When Even Toothpicks Are Too Expensive


Since talking about my experiences with toothpick bridges on the website, I get questions from all over the world. The resulting dialog can be short or engaging. When I got an email from Shirley N. in South Africa about a poor child my sons age in a shanty near her business, I was intrigued.

Themba, who lives in a makeshift, sort of 'squatter', camp still gets to school enough to be exposed to the toothpick bridge challenge. The rules of the contest are not the issue here as much as the goal of exploring the concepts. Giving the kids a chance to get hands-on learning.

It is a good reminder of how useful this problem can be. Even the cost of toothpicks were too great, at $3 a box, so match sticks, which are probably better suited for construction were used. Great choice, although Shirley's own son suggested setting it on fire when completed! Hey, I remember making toothpick structures ( free form) and watching them burn in the fireplace. It was fun.
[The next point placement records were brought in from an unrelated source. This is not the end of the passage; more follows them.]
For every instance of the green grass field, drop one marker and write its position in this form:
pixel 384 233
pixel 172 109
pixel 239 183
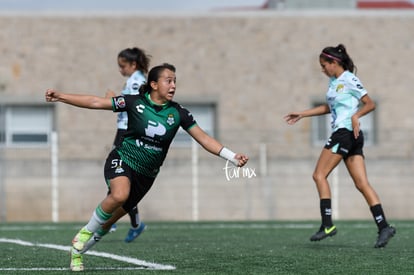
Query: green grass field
pixel 211 248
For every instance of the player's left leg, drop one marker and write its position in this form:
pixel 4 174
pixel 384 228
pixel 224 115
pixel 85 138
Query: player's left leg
pixel 137 226
pixel 356 167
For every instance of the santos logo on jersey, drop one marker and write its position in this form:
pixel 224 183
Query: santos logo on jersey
pixel 155 128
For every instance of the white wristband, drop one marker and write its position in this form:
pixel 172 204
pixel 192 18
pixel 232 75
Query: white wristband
pixel 229 155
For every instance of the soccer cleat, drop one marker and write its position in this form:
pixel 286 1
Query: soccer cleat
pixel 76 261
pixel 134 233
pixel 323 233
pixel 113 228
pixel 81 238
pixel 91 242
pixel 384 236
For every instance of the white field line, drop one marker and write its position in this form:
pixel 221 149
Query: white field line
pixel 292 225
pixel 141 263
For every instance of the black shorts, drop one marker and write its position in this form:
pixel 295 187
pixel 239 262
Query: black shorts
pixel 140 184
pixel 343 142
pixel 119 137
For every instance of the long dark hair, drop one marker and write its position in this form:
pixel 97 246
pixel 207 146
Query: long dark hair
pixel 138 56
pixel 153 75
pixel 340 55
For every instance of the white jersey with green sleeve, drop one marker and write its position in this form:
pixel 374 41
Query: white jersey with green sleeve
pixel 131 88
pixel 343 97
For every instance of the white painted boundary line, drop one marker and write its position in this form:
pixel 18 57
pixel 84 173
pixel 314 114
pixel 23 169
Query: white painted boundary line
pixel 141 263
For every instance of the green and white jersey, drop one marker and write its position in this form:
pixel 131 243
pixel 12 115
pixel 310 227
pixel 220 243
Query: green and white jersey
pixel 343 97
pixel 151 129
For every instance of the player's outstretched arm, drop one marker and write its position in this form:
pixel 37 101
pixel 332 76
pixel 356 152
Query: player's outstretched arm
pixel 213 146
pixel 78 100
pixel 294 117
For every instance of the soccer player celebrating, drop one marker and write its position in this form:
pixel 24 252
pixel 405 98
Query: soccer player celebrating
pixel 345 95
pixel 131 168
pixel 133 63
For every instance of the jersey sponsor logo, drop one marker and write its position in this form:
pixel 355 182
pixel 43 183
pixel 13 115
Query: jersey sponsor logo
pixel 120 102
pixel 170 119
pixel 140 108
pixel 135 86
pixel 340 88
pixel 155 128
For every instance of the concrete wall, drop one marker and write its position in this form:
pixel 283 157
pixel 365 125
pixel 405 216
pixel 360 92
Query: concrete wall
pixel 256 66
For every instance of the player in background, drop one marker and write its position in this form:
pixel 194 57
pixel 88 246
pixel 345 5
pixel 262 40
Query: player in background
pixel 133 63
pixel 344 97
pixel 130 169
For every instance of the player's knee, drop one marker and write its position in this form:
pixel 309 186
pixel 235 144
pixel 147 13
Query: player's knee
pixel 119 197
pixel 318 177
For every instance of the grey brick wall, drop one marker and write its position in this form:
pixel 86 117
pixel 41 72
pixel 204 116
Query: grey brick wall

Keeping up with the Johannesbergs

If the bridge exercise were the main issue, life would be just great. All across the world we have nothing better to do than to teach our youngsters about math and engineering concepts and better the lore as world occupants in peaceful and harmonious existence.

Squatter Camp

Okay, reality could be no further from itself. The fact that human beings can live in such makeshift conditions and still get to school at all is a wonder. Imagine living in a space made out of packing materials --in a community with perhaps 100,000 people eating corn meal, chicken feet,and wild spinach. With haphazard infrastucture and no plumbing, essencials such as water, food, and even energy are carried in and out.

I am no expert on Africa, I have never been, but the internet gives us glimpses of all sorts of things. Shirley has supplied us with anecdotal factual vignettes of her close up view. It can give you a better appreciation for what we have, most of us. Let alone the relatively slight differences among middle class americans. Be thankful for a shower and clean sheets, I guess.

Back to the Bridge

After giving Shirley some suggestions to relay to Themba, he got started on a design. For the most part, the toothpicks/matches formed a solid base on either side, and a road surface with a built up beam. The beginnings of trusses were started in these pictures and I gave some suggestions for strengthening them.

They may not have been finished, but I suggested tying the tops of their triangular beginnings of trusses. Also, an 'X' brace will help counteract any twisting if the bridge is tested.

It looks like Themba and his friend started cleaning off the match heads to make better building sticks. This is how the exercise helps one get 'hands-on' learning.

Shirley, it turns out, helps run a business with her husband -- a sort of community level utility. They sell battery charges and portable fuel. Another area of interest of mine, energy. In the area where Themba lives, energy is carried home by the children instead of hooked up directly. The structures are too temporary. This is a whole different story for another time.

After all, this is just a little story about a boy and his assignment. A generous woman who can, and does, help them.

It makes me think about connections in the world. What effect does it have on the human race to have a dialog between people so far apart? I know we are just now scratching the surface of an amazing new realm of computing and understanding. Business and world economies.

The more fortunate ones have a cart

Carrying home a car battery

The pervasiveness of American culture. My son immediately picked out the Spiderman outfit the little boy is wearing in the picture.

Notice how neatly dressed these young girls are. As humans,we adjust to adversity. Those batteries are heavy, yet there is a smile on her face. People live and grow in all situations. We find human dignity everywhere. Perhaps moreso under trying conditions, where it is needed most.